Lab Space Oversupply Hits Key Markets
Following the pandemic, lab space demand surged due to breakthroughs in mRNA and CRISPR technologies, coupled with low interest rates that funneled billions into the life sciences sector, according to the latest CommercialEdge report.
Developers quickly responded, adding millions of square feet through new developments and building conversions. However, this year it has become clear that developers overshot demand, resulting in an oversupply of lab space.
Since 2020, 33.5 million square feet of lab space have been delivered, with another 26.4 million square feet under construction, primarily in key life science hubs like Boston, San Francisco and San Diego. As more space floods these markets, funding for the life sciences sector has significantly slowed. For example, San Diego’s $1.6 billion Research and Development District project is opening without any biotech tenants, and some office owners are now listing empty lab spaces for general office use at discounted rates.

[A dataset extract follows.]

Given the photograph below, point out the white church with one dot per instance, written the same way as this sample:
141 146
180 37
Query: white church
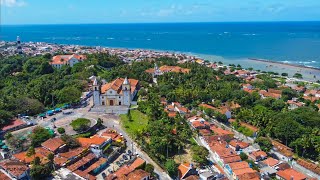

Investor enthusiasm for lab space has also plummeted. In 2022, $6.2 billion in life science properties was sold; in 2023, sales dropped to $1.8 billion. Despite this glut, life sciences are expected to remain a strong sector long-term, as most lab work requires physical spaces, unaffected by remote or hybrid trends.
READ ALSO: Attracting Life Science Tenants in Core Markets
In June, the office-using sector added 12,000 jobs; The financial activities sector added 11,000 jobs, professional and business services added 8,000, while the information sector shed 7,000 positions. Over the past year, office-using sectors have grown by just 0.4 percent, significantly lagging the 1.5 percent national labor market growth. Remote and hybrid work trends, combined with slow job growth, have stifled demand for office space across most metro areas.
At the end of August, the national office vacancy rate reached 19.4 percent, up 200 basis points from the same time in 2023, CommercialEdge data shows. Vacancy rates have risen in most markets, with significant increases in top life science hubs. The Bay Area saw a 550-basis-point rise, closely followed by Boston (540 basis points), San Francisco (440 basis points) and San Diego (310 basis points).
National full-service equivalent listing rates averaged $32.78 per square foot in August, accounting for a 270-basis-point increase when compared to the same time last year. Some of the markets posting the highest average in-place rents were Manhattan ($68.56 per square foot), San Francisco ($66.93 per square foot), the Bay Area ($54.43 per square foot), Boston ($53.25 per square foot) and Miami ($51.25 per square foot).
Slowdown in office starts, deliveries continues
The office construction pipeline continued to shrink, with 69.8 million square feet underway as of August, representing 1 percent of total stock. Just 34.3 million square feet of office space was completed year-to-date in August, making 2024 the slowest year for office deliveries since 2013. Weakened demand and high capital costs have triggered this slowdown. In 2023, office starts dropped to 30 million square feet, and in 2024, new projects have nearly stalled, with only 8.7 million square feet of office space beginning construction this year.
In Boston, the active pipeline totaled some 11.3 million square feet, representing 4.4 percent of total stock. Dallas had close to 4.9 million square feet of office space underway, or 1.7 percent of stock. San Francisco (4.7 million square feet) and Austin (4.3 million square feet) followed with 2.9 and 4.6 percent of stock, respectively.
Office investment in the first eight months of 2024 totaled $20.9 billion, according to CommercialEdge data. At the same time, the average sale price for a property stood at $173 per square foot. Manhattan spearheaded office investment, amounting to $2.4 billion in total, followed by Washington, D.C., with $1.8 billion in office sales and the Bay Area ($1.3 billion).